[<prev] [next>] [<thread-prev] [thread-next>] [day] [month] [year] [list]
Message-ID: <197910974.22984070.1524757499459.JavaMail.zimbra@redhat.com>
Date: Thu, 26 Apr 2018 11:44:59 -0400 (EDT)
From: Pankaj Gupta <pagupta@...hat.com>
To: Stefan Hajnoczi <stefanha@...il.com>
Cc: linux-kernel@...r.kernel.org, kvm@...r.kernel.org,
qemu-devel@...gnu.org, linux-nvdimm@...1.01.org,
linux-mm@...ck.org, kwolf@...hat.com,
haozhong zhang <haozhong.zhang@...el.com>, jack@...e.cz,
xiaoguangrong eric <xiaoguangrong.eric@...il.com>,
riel@...riel.com, niteshnarayanlal@...mail.com, david@...hat.com,
ross zwisler <ross.zwisler@...el.com>, lcapitulino@...hat.com,
hch@...radead.org, mst@...hat.com, stefanha@...hat.com,
imammedo@...hat.com, marcel@...hat.com, pbonzini@...hat.com,
dan j williams <dan.j.williams@...el.com>, nilal@...hat.com
Subject: Re: [Qemu-devel] [RFC v2 1/2] virtio: add pmem driver
> > This patch adds virtio-pmem driver for KVM
> > guest.
> >
> > Guest reads the persistent memory range
> > information from Qemu over VIRTIO and registers
> > it on nvdimm_bus. It also creates a nd_region
> > object with the persistent memory range
> > information so that existing 'nvdimm/pmem'
> > driver can reserve this into system memory map.
> > This way 'virtio-pmem' driver uses existing
> > functionality of pmem driver to register persistent
> > memory compatible for DAX capable filesystems.
> >
> > This also provides function to perform guest flush
> > over VIRTIO from 'pmem' driver when userspace
> > performs flush on DAX memory range.
> >
> > Signed-off-by: Pankaj Gupta <pagupta@...hat.com>
> > ---
> > drivers/virtio/Kconfig | 12 ++++
> > drivers/virtio/Makefile | 1 +
> > drivers/virtio/virtio_pmem.c | 118
> > +++++++++++++++++++++++++++++++++++++++
> > include/linux/libnvdimm.h | 4 ++
> > include/uapi/linux/virtio_ids.h | 1 +
> > include/uapi/linux/virtio_pmem.h | 58 +++++++++++++++++++
> > 6 files changed, 194 insertions(+)
> > create mode 100644 drivers/virtio/virtio_pmem.c
> > create mode 100644 include/uapi/linux/virtio_pmem.h
> >
> > diff --git a/drivers/virtio/Kconfig b/drivers/virtio/Kconfig
> > index 3589764..879335d 100644
> > --- a/drivers/virtio/Kconfig
> > +++ b/drivers/virtio/Kconfig
> > @@ -42,6 +42,18 @@ config VIRTIO_PCI_LEGACY
> >
> > If unsure, say Y.
> >
> > +config VIRTIO_PMEM
> > + tristate "Virtio pmem driver"
> > + depends on VIRTIO
> > + help
> > + This driver adds persistent memory range to nd_region and registers
> > + with nvdimm bus.
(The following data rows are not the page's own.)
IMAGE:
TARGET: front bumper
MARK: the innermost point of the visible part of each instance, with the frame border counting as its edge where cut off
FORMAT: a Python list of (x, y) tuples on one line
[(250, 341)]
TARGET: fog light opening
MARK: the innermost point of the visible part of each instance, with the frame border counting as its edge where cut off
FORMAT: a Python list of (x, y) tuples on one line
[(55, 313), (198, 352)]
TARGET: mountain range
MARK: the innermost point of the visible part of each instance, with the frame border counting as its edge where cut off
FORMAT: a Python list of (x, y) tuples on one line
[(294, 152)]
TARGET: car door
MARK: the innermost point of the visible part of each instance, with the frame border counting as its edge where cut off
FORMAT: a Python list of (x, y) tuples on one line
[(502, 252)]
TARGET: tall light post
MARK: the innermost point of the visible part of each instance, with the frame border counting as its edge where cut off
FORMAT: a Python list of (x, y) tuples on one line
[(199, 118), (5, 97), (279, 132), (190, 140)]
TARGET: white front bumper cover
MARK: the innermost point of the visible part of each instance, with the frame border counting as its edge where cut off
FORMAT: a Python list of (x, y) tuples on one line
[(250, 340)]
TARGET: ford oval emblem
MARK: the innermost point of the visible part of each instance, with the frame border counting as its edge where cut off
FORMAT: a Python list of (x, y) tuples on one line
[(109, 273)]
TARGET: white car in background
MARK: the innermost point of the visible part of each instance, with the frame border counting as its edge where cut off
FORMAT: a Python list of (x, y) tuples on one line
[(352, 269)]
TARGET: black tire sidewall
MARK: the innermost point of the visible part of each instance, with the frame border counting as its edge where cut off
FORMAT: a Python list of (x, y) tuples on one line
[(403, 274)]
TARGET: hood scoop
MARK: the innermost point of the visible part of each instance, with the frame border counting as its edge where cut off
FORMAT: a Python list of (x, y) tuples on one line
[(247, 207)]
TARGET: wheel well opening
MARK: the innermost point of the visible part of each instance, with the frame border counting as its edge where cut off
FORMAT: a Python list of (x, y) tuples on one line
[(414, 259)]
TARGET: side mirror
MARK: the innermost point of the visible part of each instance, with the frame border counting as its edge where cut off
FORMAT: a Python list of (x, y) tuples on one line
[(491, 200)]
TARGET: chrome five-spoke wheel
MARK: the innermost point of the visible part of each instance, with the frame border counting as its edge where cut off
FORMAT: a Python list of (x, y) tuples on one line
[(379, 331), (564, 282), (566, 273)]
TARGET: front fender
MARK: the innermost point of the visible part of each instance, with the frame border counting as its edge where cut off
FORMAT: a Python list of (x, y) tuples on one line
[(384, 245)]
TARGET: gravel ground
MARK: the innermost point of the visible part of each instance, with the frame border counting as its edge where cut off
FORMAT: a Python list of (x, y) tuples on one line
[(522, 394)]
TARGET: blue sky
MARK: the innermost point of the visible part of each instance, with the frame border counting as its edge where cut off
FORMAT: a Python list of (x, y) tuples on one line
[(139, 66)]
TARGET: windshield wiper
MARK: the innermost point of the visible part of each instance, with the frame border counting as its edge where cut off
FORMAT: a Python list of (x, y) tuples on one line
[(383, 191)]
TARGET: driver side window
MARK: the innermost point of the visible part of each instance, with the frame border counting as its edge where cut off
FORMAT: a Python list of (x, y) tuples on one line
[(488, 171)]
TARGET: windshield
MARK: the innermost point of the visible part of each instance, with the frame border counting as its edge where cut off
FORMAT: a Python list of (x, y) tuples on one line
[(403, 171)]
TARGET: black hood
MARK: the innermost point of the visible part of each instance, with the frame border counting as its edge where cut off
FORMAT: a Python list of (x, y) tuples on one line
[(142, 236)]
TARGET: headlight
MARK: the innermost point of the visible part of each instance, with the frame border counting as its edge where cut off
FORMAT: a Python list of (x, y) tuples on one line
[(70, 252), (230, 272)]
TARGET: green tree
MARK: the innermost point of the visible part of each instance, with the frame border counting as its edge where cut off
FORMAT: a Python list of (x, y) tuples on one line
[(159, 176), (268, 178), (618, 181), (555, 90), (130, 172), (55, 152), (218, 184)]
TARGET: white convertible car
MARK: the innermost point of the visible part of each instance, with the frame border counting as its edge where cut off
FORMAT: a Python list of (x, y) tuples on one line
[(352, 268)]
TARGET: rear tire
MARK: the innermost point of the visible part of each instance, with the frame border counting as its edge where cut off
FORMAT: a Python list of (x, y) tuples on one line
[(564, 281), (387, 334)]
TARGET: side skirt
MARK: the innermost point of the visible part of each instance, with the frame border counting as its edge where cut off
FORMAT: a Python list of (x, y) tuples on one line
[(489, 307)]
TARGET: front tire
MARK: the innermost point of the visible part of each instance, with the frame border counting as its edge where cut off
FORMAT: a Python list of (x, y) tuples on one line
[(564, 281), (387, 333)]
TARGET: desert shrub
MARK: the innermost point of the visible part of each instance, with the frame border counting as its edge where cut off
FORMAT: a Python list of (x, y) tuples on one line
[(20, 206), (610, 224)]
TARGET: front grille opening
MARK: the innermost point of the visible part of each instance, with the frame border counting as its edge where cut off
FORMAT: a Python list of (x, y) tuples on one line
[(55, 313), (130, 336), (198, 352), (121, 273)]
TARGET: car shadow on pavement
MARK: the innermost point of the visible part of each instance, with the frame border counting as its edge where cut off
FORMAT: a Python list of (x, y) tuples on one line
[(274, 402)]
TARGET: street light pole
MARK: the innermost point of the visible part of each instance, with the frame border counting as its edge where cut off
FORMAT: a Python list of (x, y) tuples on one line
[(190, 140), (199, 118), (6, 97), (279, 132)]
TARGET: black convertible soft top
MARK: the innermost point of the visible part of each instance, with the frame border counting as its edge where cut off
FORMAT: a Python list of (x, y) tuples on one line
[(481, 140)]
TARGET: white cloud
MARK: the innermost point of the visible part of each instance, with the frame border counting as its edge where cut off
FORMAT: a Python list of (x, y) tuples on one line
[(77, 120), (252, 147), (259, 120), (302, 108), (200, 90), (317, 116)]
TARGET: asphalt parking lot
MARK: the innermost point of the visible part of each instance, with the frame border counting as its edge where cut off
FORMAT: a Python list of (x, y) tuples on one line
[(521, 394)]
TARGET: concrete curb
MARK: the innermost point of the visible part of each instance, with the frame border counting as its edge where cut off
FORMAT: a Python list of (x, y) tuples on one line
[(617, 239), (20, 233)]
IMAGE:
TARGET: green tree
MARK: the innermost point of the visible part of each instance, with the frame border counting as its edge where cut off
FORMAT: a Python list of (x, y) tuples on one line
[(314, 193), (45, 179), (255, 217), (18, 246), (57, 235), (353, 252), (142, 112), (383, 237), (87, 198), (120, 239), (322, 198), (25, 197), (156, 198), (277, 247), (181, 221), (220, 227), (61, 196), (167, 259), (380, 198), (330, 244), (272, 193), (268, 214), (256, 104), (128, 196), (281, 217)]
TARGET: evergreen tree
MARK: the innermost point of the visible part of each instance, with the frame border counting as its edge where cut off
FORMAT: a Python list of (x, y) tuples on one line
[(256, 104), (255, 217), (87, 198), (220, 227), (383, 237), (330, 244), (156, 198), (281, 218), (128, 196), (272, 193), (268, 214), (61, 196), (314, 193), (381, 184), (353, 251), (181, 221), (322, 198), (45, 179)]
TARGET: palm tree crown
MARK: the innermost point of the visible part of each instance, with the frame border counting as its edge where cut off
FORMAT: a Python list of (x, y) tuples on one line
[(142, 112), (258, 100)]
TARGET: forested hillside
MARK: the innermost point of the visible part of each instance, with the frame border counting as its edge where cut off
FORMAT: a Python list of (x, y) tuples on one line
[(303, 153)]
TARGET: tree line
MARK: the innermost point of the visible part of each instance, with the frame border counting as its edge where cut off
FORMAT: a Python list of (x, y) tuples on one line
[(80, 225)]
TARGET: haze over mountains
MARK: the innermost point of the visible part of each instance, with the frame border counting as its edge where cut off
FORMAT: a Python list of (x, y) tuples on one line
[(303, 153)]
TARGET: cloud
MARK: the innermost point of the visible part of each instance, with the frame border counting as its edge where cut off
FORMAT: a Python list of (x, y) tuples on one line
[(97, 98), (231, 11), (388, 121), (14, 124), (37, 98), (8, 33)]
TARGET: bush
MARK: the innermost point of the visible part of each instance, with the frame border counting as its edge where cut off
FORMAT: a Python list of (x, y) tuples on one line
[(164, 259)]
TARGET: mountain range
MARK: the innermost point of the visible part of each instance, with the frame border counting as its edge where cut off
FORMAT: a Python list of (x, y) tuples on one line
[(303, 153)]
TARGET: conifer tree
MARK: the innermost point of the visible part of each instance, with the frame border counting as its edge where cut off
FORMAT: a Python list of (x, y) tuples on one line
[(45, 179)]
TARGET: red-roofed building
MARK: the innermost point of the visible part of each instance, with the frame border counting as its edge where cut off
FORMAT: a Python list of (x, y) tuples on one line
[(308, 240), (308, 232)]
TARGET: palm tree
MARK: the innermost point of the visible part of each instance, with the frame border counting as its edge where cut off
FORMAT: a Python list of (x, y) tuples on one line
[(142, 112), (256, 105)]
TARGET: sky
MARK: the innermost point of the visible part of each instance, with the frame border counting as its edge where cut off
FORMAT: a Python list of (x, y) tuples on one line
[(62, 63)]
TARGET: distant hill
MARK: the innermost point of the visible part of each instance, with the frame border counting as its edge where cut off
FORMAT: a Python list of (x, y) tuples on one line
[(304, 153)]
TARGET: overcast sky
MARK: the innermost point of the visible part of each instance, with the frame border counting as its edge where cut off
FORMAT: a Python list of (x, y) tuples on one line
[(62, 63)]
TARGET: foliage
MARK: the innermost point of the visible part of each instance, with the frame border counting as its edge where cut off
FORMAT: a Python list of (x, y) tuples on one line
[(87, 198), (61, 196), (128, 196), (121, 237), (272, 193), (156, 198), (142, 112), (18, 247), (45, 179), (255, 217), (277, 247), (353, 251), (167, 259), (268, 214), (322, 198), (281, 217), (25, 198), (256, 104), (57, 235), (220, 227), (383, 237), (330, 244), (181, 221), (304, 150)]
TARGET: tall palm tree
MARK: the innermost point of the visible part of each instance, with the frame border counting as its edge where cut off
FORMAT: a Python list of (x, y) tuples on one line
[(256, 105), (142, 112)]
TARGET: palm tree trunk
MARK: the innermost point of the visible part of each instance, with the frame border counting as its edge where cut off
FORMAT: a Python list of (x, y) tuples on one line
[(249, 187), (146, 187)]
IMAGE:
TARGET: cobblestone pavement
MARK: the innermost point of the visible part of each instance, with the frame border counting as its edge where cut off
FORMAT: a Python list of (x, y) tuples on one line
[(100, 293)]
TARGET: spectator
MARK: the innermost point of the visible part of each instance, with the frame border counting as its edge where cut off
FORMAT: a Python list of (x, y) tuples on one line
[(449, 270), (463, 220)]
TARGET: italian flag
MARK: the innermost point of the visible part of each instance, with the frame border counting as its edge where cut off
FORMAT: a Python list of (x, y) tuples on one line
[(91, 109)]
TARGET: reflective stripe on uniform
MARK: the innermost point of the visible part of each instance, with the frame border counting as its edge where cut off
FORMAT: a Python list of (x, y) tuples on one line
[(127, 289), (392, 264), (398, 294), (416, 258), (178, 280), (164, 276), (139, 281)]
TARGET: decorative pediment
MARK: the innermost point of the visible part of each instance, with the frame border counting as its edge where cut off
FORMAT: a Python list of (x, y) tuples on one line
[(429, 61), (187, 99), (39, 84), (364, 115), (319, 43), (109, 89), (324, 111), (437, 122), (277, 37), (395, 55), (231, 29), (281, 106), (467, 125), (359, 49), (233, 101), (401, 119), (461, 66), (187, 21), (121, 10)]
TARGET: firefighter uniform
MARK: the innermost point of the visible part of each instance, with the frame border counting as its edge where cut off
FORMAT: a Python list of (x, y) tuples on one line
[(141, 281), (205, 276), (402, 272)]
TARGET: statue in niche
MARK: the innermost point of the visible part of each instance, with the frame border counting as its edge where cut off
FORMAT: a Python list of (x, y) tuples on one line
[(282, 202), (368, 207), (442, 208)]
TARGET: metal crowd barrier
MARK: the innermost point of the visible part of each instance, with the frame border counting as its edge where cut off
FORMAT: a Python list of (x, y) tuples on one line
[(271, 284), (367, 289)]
NVDIMM 'pmem' driver later allocates a persistent
> > + memory range on the memory information added by this driver. In addition
> > + to this, 'virtio-pmem' driver also provides a paravirt flushing
> > interface
> > + from guest to host.
> > +
> > + If unsure, say M.
> > +
> > config VIRTIO_BALLOON
> > tristate "Virtio balloon driver"
> > depends on VIRTIO
> > diff --git a/drivers/virtio/Makefile b/drivers/virtio/Makefile
> > index 3a2b5c5..cbe91c6 100644
> > --- a/drivers/virtio/Makefile
> > +++ b/drivers/virtio/Makefile
> > @@ -6,3 +6,4 @@ virtio_pci-y := virtio_pci_modern.o virtio_pci_common.o
> > virtio_pci-$(CONFIG_VIRTIO_PCI_LEGACY) += virtio_pci_legacy.o
> > obj-$(CONFIG_VIRTIO_BALLOON) += virtio_balloon.o
> > obj-$(CONFIG_VIRTIO_INPUT) += virtio_input.o
> > +obj-$(CONFIG_VIRTIO_PMEM) += virtio_pmem.o
> > diff --git a/drivers/virtio/virtio_pmem.c b/drivers/virtio/virtio_pmem.c
> > new file mode 100644
> > index 0000000..0906d2d
> > --- /dev/null
> > +++ b/drivers/virtio/virtio_pmem.c
> > @@ -0,0 +1,118 @@
>
> SPDX license line? See Documentation/process/license-rules.rst.
o.k.
>
> > +/* Virtio pmem Driver
> > + *
> > + * Discovers persitent memory range information
>
> s/persitent/persistent/
>
> > + * from host and provides a virtio based flushing
> > + * interface.
> > + */
> > +
> > +#include <linux/virtio.h>
> > +#include <linux/swap.h>
> > +#include <linux/workqueue.h>
> > +#include <linux/delay.h>
> > +#include <linux/slab.h>
> > +#include <linux/module.h>
> > +#include <linux/oom.h>
> > +#include <linux/wait.h>
> > +#include <linux/magic.h>
> > +#include <linux/virtio_pmem.h>
> > +#include <linux/libnvdimm.h>
>
> Are all these headers really needed? delay.h? oom.h?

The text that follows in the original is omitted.